Arrêter de travailler pour garder son enfant, prendre un temps partiel pour réduire les frais de crèches et aménager du temps pour son enfant, voilà des initiatives qui restent plutôt féminines. Elles ne sont pas sans conséquences, comme l’indique le Baromètre de la Ligue. Une des nombreuses causes du burn-out des mères reste le manque d’implication et de soutien du père dans l’éducation des enfants. Par ailleurs, le manque d’information et la législation actuelle freinent la prise du congé de paternité. 18% des pères ne prennent pas ce congé en 2016, car ils n’y avaient pas droit.

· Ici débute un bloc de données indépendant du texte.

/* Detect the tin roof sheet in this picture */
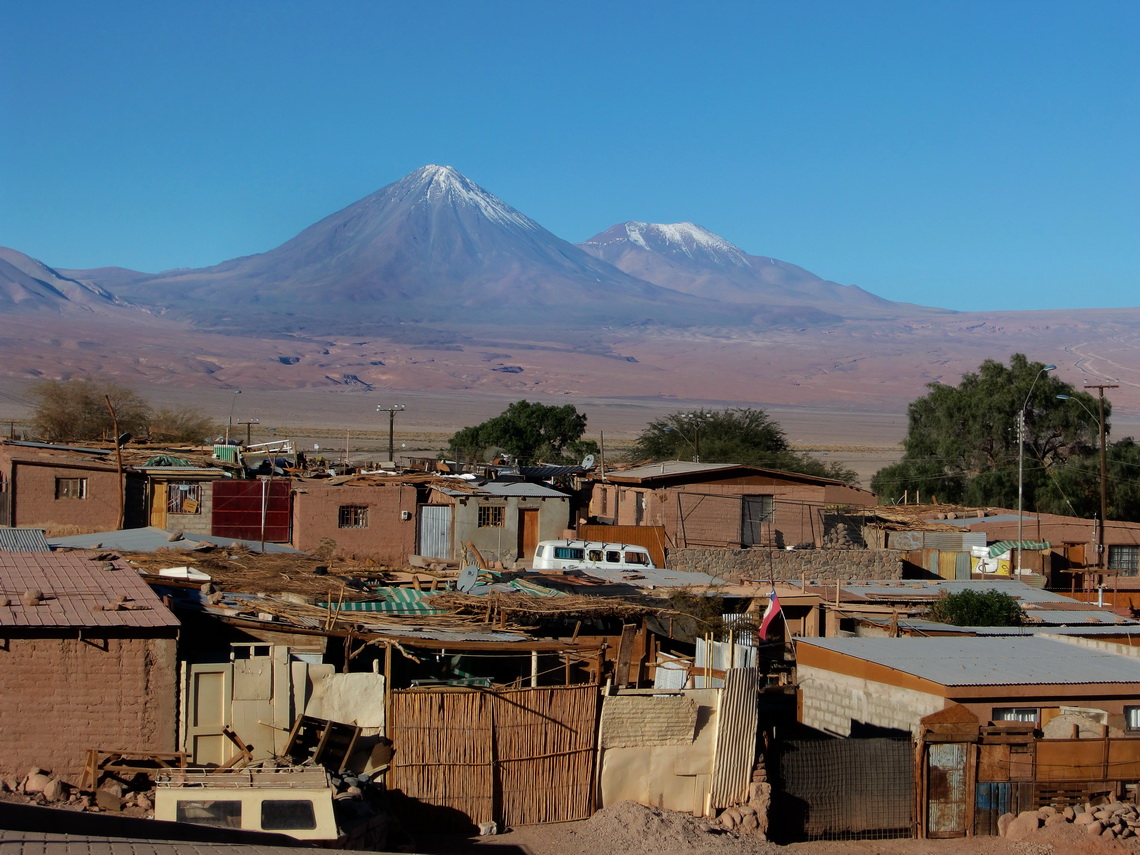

Ce sont notamment des indépendants, des demandeurs d’emploi ou des pères au foyer. Le désintérêt arrive en deuxième position avec 17% des pères et même 19% des pères ayant des revenus élevés. Ils sont pourtant de plus en plus nombreux à vouloir le rendre obligatoire (66%), toujours selon le Baromètre de la Ligue des Familles. Le groupe ECOLO a déposé une proposition de loi afin que le congé de paternité passe à 15 jours et surtout, qu’il soit obligatoire. Barbara Trachte, députée bruxelloise estime que « ce caractère obligatoire est essentiel pour le papa ou co-parent. C’est un signe fort pour davantage d’égalité même si 15 jours, cela reste trop peu selon moi. C’est en ce sens qu’il faut aller ». Au lieu de ça, on modifie le système d’indemnisation des femmes « écartées » durant leur grossesse pour les protéger contre certains risques, en exigeant de l’employeur de payer 10% des indemnités. Le but étant soi-disant, d’inciter les employeurs à examiner quelles tâches la femme enceinte serait encore en mesure d’exécuter au sein de l’entreprise et de lui trouver un travail adapté. Comment ne pas y voir une mesure qui découragerait les employeurs à engager des femmes en âge d’avoir des enfants ?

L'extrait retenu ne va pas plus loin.